Если бы завтра его правлению внезапно пришел конец, герцог мог бы честно сказать, что одно большое дело в Кассарии он все-таки сделал и память по себе оставил. С тех пор, как поместье принялись регулярно навещать существа выдающиеся во всех отношениях, в том числе, превосходящие среднестатистического посетителя размерами примерно раза в три, молодой некромант распорядился расставить во всех помещениях диваны, кресла и табуреты соответствующего качества: тяжелые, устойчивые, рассчитанные не на один век и не на одного монстра. Так что уйди сейчас Ламарх под воду, как легендарный затонувший континент Гарданак, еще тысячу лет спустя по необозримым водам среди кракенов, левиафанов и морских рыб плавала бы исключительно прочная кассарийская мебель.

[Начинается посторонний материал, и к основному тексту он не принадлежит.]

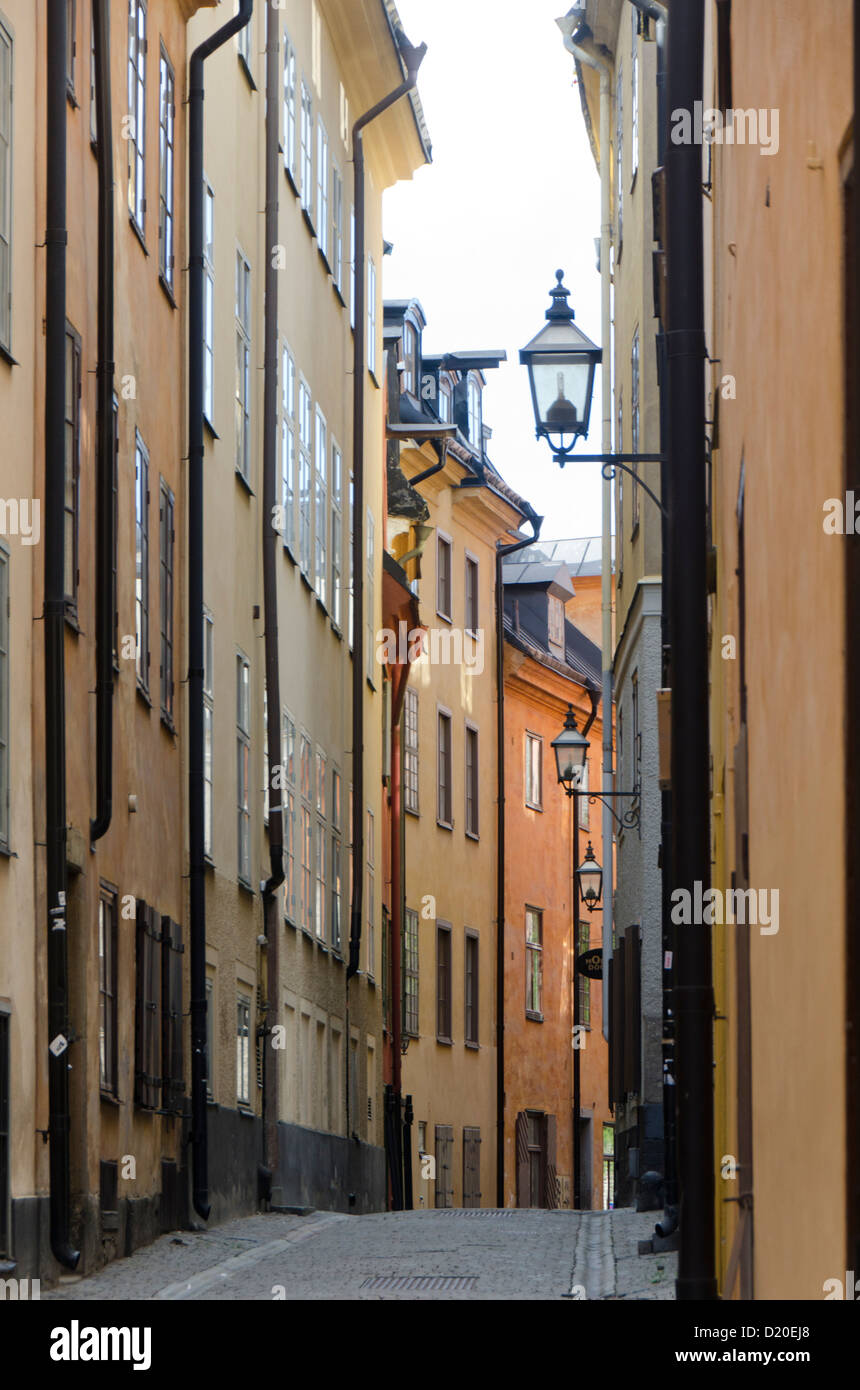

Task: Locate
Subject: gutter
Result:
[496,503,543,1208]
[559,21,614,1041]
[44,0,81,1269]
[260,0,285,1197]
[89,0,117,848]
[186,0,254,1220]
[346,42,427,984]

– Мне снится крепость на вершине неприступной скалы, серо-голубая крепость во льду и снегах, и двое рыцарей охраняют ее от всего мира. Это свирепые и могущественные воины, но меня они пропускают без боя, —произнес герцог на одном дыхании, как говорит человек, давно готовивший это вступление.

– Просто без боя или как господина? – быстро спросил Думгар.

– Как хозяина, – неохотно ответил Зелг. – Крепость заброшена уже много веков, и в ней только один обитатель.

– Обитатель, гость или узник?

– Узник. Это дитя, Думгар. И там, в Липолесье, я увидел его впервые. И разве не естественным побуждением всякого приличного человека… существа было бы вынести его из темницы? Но это дитя пугает меня, оно совсем не ребенок, просто так выглядит. И оно кровожаднее, злее, темнее всех демонов Преисподней и тех врагов, которых я встречал до сей поры. Возможно, Генсен коварнее и страшнее, но я так не думаю. Может, это облик ребенка производит такое отталкивающее впечатление. Потому что Генсен выглядит, как подобает королю Тьмы, а вот невинное, на первый взгляд, но злобное дитя отвращает сильнее. В общем, ты понимаешь, что я оставил его там, в тюрьме, за неприступными стенами и под множеством замков. Я приказал стражникам не спускать с него глаз, но уже совершил к тому времени главную ошибку – я разбудил его, и теперь он все время говорит со мной. Он рвется на волю, он требует своего, и знает, чего хочет. У него хватит силы осуществить задуманное, если только он выйдет на свободу. Если только победит. Он может победить, Думгар.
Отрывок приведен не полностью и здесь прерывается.